By Stacy Lynn, Associate Editor

Sources: Allen F. David, American Heroine: The Life and Legend of Jane Addams (New York: Oxford University Press, 1973), 85-91; Gioia Diliberto, A Useful Woman: The Early Life of Jane Addams (New York: Scribner, 1999), 182-87; Jean Bethke Elshtain, Jane Addams and the Dream of American Democracy (New York: Basic Books, 2002), 23-24; Louise W. Knight, Citizen: Jane Addams and the Struggle for Democracy (Chicago: University of Chicago Press, 2005), 217-18; James Weber Linn, Jane Addams: A Biography (New York: D. Appleton-Century Co., 1935, 147; Rima Lunin Schultz and Adele Hast, eds., Women Building Chicago, 1790-1990: A Biographical Dictionary (Bloomington: Indiana University Press, 2001), 817-19; Barbara Sicherman, Alice Hamilton: A Life in Letters (Cambridge, MA: Harvard University Press), 346-47; Eleanor J. Stebner, The Women of Hull House: A Study in Spirituality, Vocation and Friendship (Albany: State University of New York Press, 1997), 158-66; Jane Addams to Mary Rozet Smith, May 26, 1902; Jane Addams to Mary Rozet Smith, August 13, 1904; Jane Addams to Mary Rozet Smith, October 5, 1904; Jane Addams to Mary Rozet Smith, February 12, 1909, all in Jane Addams Digital Edition.

8 Replies to “Jane Addams, Mary Rozet Smith, and the Disappointments of One-Sided Correspondence”

  1. These are some lovely and thoughtful meditations on a frustrating gap in the historical record. As to why Mary’s letters are mostly missing, it is important to remember that the cultural practice of the time was to return a friend’s letters to them towards the end of life. The view was that the letters belonged to the writer to do with as they wished. The most likely scenario is that Jane returned Mary’s letters to her and that Mary, who was a much more private person than Jane, destroyed them. Jane, on the other hand, kept the poem she wrote describing when she fell in love with Mary, a most re revealing poem. And she kept at least some of her heartfelt letters to Mary. As for Mary’s letters to her, that was Mary’s decision.

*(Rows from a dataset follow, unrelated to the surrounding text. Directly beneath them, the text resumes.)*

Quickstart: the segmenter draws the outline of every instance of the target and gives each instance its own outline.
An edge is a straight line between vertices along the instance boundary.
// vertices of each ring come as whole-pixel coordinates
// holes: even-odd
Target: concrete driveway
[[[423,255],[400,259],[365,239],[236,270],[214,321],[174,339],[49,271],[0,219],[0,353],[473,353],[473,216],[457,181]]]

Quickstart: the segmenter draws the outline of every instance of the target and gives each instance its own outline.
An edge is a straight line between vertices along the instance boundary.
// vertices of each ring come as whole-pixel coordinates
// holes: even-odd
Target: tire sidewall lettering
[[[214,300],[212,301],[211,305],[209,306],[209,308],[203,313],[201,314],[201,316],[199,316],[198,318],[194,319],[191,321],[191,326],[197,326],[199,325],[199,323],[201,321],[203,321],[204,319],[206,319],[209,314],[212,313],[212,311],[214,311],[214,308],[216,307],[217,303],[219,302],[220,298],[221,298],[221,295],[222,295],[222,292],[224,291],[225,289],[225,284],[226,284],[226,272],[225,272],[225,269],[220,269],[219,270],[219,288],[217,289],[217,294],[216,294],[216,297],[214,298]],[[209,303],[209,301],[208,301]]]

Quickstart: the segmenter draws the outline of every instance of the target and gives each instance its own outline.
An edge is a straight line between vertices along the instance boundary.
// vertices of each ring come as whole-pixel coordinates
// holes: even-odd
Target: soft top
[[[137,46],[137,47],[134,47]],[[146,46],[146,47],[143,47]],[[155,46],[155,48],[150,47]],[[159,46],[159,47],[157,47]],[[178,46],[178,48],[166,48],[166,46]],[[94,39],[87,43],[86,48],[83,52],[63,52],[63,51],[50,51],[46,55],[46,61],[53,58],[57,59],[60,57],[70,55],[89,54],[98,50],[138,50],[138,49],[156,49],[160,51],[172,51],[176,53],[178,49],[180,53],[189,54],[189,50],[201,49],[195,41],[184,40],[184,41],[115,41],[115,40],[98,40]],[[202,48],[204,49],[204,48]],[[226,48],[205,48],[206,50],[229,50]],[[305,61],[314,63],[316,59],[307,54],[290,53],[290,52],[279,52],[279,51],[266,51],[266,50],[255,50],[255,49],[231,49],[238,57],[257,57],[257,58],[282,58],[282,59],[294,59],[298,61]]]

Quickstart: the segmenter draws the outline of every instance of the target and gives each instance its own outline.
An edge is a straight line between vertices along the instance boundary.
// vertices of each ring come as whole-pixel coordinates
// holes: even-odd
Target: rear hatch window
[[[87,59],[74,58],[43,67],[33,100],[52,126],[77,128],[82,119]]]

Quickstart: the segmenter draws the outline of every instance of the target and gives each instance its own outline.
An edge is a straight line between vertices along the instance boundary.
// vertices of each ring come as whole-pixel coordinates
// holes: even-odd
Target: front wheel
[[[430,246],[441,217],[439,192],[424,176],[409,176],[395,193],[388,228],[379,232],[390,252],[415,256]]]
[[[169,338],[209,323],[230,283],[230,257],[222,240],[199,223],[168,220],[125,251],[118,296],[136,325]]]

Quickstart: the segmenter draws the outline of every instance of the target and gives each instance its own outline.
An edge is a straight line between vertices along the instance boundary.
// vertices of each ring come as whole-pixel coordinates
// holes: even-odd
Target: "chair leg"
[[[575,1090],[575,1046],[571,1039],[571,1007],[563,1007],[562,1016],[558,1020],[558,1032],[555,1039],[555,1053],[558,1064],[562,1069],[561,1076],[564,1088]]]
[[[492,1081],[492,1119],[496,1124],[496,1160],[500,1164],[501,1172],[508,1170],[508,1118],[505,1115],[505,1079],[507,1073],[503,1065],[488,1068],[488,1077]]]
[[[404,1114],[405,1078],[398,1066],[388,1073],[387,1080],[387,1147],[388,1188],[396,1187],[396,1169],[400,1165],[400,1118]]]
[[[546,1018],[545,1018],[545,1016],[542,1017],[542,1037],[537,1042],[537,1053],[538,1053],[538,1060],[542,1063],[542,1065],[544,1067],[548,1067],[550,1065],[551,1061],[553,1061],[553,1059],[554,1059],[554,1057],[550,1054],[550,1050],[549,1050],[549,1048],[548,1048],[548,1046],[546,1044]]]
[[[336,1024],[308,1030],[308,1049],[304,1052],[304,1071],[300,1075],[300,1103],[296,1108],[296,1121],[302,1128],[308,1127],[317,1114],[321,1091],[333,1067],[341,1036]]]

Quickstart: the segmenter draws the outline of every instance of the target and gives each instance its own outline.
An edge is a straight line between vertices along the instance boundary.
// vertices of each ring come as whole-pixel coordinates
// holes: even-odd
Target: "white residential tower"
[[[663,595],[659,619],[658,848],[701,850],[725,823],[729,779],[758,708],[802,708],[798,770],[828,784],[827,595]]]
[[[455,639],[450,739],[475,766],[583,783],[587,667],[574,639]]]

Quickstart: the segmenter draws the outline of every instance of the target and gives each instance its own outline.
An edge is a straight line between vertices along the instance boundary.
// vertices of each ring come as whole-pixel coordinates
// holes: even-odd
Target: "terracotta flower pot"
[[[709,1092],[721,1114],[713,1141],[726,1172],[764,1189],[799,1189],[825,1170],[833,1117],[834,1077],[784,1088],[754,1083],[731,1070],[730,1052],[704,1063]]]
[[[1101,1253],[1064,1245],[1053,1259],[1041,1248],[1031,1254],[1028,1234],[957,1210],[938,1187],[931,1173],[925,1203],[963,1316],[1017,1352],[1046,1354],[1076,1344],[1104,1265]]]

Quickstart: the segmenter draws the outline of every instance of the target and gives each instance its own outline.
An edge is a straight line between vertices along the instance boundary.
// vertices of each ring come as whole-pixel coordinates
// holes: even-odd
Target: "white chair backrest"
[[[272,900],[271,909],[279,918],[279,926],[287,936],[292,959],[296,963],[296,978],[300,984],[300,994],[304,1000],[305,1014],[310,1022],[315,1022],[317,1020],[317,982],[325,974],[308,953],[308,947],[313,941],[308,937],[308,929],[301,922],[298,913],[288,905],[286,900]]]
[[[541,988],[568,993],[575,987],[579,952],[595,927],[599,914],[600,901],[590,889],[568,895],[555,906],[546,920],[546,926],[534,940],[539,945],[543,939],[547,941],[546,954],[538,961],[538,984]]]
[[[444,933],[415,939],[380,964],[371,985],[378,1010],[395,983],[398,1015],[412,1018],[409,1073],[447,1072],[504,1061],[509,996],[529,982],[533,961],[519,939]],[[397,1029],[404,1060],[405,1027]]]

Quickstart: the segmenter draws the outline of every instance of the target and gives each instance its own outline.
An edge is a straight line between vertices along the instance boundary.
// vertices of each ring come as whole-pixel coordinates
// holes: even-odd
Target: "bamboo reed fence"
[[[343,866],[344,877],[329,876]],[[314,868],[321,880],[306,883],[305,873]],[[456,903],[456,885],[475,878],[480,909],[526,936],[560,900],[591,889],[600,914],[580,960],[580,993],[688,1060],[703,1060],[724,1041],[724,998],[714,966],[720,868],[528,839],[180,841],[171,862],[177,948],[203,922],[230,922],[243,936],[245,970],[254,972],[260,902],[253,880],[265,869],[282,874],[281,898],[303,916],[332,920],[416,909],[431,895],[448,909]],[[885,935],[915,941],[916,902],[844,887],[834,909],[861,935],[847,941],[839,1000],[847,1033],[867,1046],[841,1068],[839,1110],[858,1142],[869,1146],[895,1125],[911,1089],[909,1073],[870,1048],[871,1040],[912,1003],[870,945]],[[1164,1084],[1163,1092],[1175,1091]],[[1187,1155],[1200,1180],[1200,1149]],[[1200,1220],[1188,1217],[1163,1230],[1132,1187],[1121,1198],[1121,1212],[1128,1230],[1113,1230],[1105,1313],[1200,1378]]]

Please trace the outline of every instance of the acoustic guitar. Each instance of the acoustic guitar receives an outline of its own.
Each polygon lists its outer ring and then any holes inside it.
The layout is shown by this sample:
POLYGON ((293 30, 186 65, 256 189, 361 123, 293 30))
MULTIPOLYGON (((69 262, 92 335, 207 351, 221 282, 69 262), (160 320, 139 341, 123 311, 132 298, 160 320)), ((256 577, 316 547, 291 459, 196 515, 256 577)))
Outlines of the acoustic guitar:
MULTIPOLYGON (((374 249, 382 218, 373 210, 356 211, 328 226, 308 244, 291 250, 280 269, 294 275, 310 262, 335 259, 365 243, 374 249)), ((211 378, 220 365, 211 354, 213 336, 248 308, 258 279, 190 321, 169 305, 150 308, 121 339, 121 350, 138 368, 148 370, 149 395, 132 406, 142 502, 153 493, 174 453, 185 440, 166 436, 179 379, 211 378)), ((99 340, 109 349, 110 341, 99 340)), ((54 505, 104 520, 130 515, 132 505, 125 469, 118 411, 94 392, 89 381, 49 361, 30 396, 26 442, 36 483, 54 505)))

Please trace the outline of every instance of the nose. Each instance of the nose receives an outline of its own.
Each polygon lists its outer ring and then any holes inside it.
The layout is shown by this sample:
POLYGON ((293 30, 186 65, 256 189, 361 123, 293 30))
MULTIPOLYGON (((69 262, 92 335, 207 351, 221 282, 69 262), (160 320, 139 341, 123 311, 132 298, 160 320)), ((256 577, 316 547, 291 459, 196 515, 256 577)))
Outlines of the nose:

    1. How interesting! I had never heard of this practice of returning letters. I would be interested to see some source material on the practice if you could recommend such. As well, what evidence, if any, is there that Jane did, indeed, return Mary’s letters and that Mary destroyed them?

      1. Dear Stacy,
        Todd’s biography of Mary Wollstonecraft mentions the practice of returning letters to friends and other intimates when the relationship ends or close to death. It is often mentioned in 19th century biographies of British and American subjects, though I can’t cite those sources. It was definitely a common practice. Ellen Gates Starr sent Jane’s letters back to Jane towards the end of Jane’s life and Jane sent Ellen’s back to Ellen. I seem to recall both sides of the correspondence in the 1880s is at Smith College, where Ellen’s papers are. That is because Jane must have given Ellen the letters she sent Ellen back, so that the correspondence was complete. The best evidence we have that Jane gave Mary Rozet Smith back the letters Mary wrote to Jane (not counting a few bread and butter ones) is that they were destroyed. Jane kept some intimate letters she wrote to Mary (note that Mary would have had to return the letters Jane sent her in order for Jane to have had those letters to include in her own papers). Mary was much more private than Jane. Many people destroyed their intimate correspondence before they died. Since Mary’s letters don’t survive, and since Jane would have returned them to her (just as Mary returned Jane’s letters to Jane), it is clear to me Mary destroyed them.

  2. Stacy that was very interesting. I tend to think that Mary ‘s letters were too personal. I think that Jane Addams destroyed them to keep secrets..I enjoyed reading the blog.